Une molécule trompeuse et mal réglementée
Dérivée de la nicotine mais non présente naturellement dans le tabac, la métatine est proposée dans des produits affichés comme "sans nicotine". Or, cette mention trompeuse est susceptible "d’induire les consommateurs en erreur quant à la sécurité et au contenu", estime le CNCT.
Encore méconnue du grand public, cette molécule permet à l’industrie du tabac de contourner les seuils réglementaires imposés à la nicotine classique. Elle n’a fait l'objet d'aucune évaluation toxicologique approfondie. "Le problème de ces nouveaux produits de synthèse, c'est qu'ils n'ont jamais été étudiés ou très peu chez l’animal, donc le cobaye, c'est l’Homme", s’inquiète Anne Batisse, cheffe du centre d’addictovigilance de Paris, citée par l’AFP.
Cibler un public jeune et vulnérable
Les "vapes" incriminées, comme celles de la gamme "NoNic", misent sur des designs colorés, des arômes sucrés et une présence massive en ligne. "Ces produits visent clairement un public jeune, non initié et très vulnérable", dénonce le CNCT. Sur les réseaux sociaux, des influenceurs vantent leur goût, leur supposée innocuité et même leur effet stimulant comparable à celui du café.
La mention "sans nicotine" renforce l’illusion d’un produit inoffensif, alors que "la nicotine est déjà l’une des substances les plus addictogènes qu’on connaisse. Elle l’est davantage que l’héroïne", rappelle Anne Batisse.
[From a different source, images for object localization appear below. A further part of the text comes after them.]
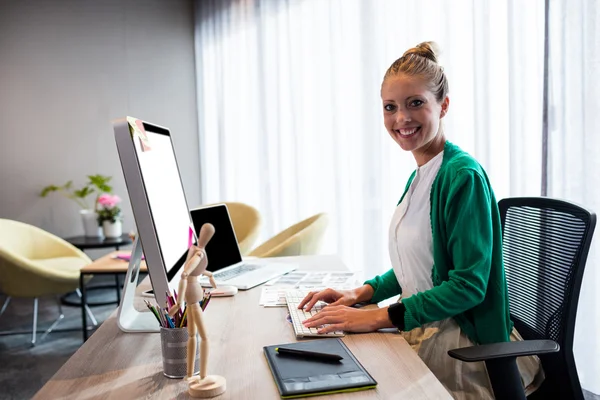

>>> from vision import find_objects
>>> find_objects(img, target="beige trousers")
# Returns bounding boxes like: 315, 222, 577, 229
400, 318, 545, 400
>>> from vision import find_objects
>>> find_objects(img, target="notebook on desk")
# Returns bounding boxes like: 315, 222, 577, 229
263, 338, 377, 399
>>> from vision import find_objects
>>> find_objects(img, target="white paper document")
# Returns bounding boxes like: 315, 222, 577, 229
258, 271, 358, 307
259, 287, 290, 307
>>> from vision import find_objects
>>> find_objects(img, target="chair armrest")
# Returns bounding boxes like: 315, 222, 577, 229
448, 339, 559, 362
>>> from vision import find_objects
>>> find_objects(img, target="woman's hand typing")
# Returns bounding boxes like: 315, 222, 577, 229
297, 288, 356, 311
302, 306, 393, 334
297, 284, 375, 312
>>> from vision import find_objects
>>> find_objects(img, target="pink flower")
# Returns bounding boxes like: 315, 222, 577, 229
98, 193, 121, 209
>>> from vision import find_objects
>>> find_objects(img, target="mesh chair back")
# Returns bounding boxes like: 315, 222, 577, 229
499, 198, 596, 400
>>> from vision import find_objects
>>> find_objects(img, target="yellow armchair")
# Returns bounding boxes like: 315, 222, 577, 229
0, 219, 93, 344
193, 202, 262, 255
248, 213, 329, 258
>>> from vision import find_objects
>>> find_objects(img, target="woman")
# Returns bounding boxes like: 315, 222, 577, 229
298, 41, 542, 399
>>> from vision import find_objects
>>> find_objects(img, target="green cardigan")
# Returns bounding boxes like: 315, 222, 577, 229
365, 141, 512, 344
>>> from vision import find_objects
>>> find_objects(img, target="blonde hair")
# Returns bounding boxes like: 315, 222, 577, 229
383, 41, 449, 103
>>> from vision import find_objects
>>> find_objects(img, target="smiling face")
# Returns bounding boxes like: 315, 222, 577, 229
381, 74, 449, 165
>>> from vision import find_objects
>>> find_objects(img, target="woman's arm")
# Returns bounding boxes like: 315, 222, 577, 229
353, 284, 375, 303
302, 284, 394, 333
363, 269, 402, 303
303, 305, 395, 333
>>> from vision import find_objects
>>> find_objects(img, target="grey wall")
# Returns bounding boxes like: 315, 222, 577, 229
0, 0, 200, 242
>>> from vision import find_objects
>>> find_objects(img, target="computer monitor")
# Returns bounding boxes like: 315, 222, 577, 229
114, 117, 195, 308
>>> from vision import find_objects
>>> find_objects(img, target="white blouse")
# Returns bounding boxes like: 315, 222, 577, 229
389, 151, 444, 299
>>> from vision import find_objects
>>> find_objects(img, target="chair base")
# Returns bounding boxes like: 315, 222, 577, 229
0, 326, 96, 336
0, 295, 94, 345
61, 284, 120, 308
486, 358, 526, 400
0, 296, 10, 316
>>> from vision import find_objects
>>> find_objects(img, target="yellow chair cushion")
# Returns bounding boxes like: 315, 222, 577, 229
0, 219, 92, 298
249, 213, 329, 258
32, 257, 90, 280
194, 202, 262, 255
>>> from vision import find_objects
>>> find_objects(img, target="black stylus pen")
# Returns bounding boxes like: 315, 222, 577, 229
275, 347, 343, 362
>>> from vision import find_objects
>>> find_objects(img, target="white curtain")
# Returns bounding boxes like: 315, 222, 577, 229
194, 0, 544, 279
548, 0, 600, 394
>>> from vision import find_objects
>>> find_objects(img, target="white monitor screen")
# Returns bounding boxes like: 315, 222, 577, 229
132, 127, 192, 281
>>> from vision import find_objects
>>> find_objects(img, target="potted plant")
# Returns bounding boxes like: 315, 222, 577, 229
97, 194, 123, 238
40, 175, 113, 237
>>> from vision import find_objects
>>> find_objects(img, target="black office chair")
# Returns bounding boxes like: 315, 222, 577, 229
448, 197, 596, 400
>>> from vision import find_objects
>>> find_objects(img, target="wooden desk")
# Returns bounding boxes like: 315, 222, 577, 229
34, 255, 451, 399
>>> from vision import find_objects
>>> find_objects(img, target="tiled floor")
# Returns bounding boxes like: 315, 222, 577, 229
0, 276, 119, 400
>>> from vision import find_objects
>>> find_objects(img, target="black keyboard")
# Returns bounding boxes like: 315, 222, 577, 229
213, 264, 261, 281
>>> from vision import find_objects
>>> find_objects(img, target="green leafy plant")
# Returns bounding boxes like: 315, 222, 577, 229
40, 174, 113, 210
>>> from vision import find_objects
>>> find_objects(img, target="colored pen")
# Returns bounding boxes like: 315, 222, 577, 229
180, 308, 188, 328
201, 293, 212, 311
165, 313, 175, 328
156, 305, 166, 327
166, 291, 174, 308
145, 301, 159, 325
144, 300, 162, 326
275, 347, 343, 362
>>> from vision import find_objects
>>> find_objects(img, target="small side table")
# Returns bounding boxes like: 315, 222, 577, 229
80, 251, 147, 341
65, 234, 133, 251
62, 234, 133, 305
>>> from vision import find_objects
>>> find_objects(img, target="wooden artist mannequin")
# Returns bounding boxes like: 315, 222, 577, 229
168, 223, 226, 398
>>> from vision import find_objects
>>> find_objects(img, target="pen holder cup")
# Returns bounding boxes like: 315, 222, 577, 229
160, 327, 200, 379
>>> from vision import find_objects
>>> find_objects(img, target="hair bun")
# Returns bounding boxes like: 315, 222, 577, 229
403, 41, 440, 64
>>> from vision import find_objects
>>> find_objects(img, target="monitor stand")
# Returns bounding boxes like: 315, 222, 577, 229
117, 237, 160, 333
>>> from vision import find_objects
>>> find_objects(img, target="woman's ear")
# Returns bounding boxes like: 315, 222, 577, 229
440, 96, 450, 118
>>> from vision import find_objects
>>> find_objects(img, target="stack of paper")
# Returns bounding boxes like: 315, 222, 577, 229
259, 271, 358, 307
La campagne "Le Goût du Mensonge", lancée par le CNCT, vise justement à dévoiler les rouages de ces "nouvelles stratégies insidieuses déployées par l’industrie du tabac pour séduire une nouvelle génération de consommateurs". L’Organisation mondiale de la santé (OMS) avait déjà averti en 2023 que les réglementations axées uniquement sur la nicotine étaient contournables. Pour le Pr Yves Martinet, président du CNCT, il faudrait tout bonnement "interdire toute substance exerçant un effet pharmacologique sur les récepteurs nicotiniques, qu’elle contienne ou non de la nicotine".